Liminar que pedia o EIA/Rima da
Chácara Sônia Maria foi indeferida

A liminar do cidadão Hélio Mascarenhas,  que suspendeu o alvará de construção do hipermercado Carrefour na Chácara Sônia Maria, caiu nesta terça-feira (17/08). A liminar pedia a realização do Estudo de Impacto Ambiental e o respectivo Relatório do Meio Ambiente (EIA/Rima). Com o fim da liminar, cai a proteção que existia às mais de 500 árvores da Chácara Sônia Maria. A Prefeitura de Sorocaba tentou por várias vezes derrubar esta liminar, sem obter sucesso. Este pedido foi indeferido pelo então presidente do Tribunal de Justiça, Dirceu de Mello, que foi aposentado a semana passada.

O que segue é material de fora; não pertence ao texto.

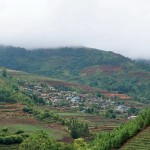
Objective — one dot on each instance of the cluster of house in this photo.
(56, 98)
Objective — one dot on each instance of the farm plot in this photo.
(140, 142)
(96, 123)
(13, 118)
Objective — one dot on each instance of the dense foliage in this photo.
(118, 136)
(97, 68)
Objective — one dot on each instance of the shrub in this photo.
(19, 131)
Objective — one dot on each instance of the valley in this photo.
(95, 99)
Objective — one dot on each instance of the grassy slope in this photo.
(139, 142)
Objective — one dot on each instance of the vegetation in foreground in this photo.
(139, 142)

Em sua negativa,  Dirceu de Mello atentava para o fato de que o pedido de suspensão de liminar “nem era cabível”.
Quem reconsiderou o pedido do Prefeitura foi o desembargador Cunha Bueno que está substituindo Dirceu de Mello, temporariamente, até a próxima eleição para a presidência do Tribunal de Justiça. Foi Cunha Bueno quem restaurou os direitos políticos de Paulo Maluf, quando o político teve seus direitos cassados pela justiça.

Qualidade de Vida em Perigo
Com a suspensão desta liminar, nada impede que as árvores da Chácara Sônia Maria sejam cortadas. A deputada federal Iara Bernardi (PT/SP) lamenta profundamente esta decisão judicial e alerta a população de Sorocaba para o grande perigo a que ela está exposta. “As futuras gerações de Sorocaba não terão qualidade de vida. Com a construção de mais um  Carrefour na Chácara Sônia Maria vai imperar o monopólio e o desrespeito e a destruição de uma área verde importantíssima para o equilíbrio ecológico de Sorocaba. Não vamos nos conformar com esta decisão e se não pudermos mais impedir esta barbárie através dos meios jurídicos,  vamos procurar outras alternativas para sensibilizar a opinião pública do grande engôdo que isto representa”, disse a deputada.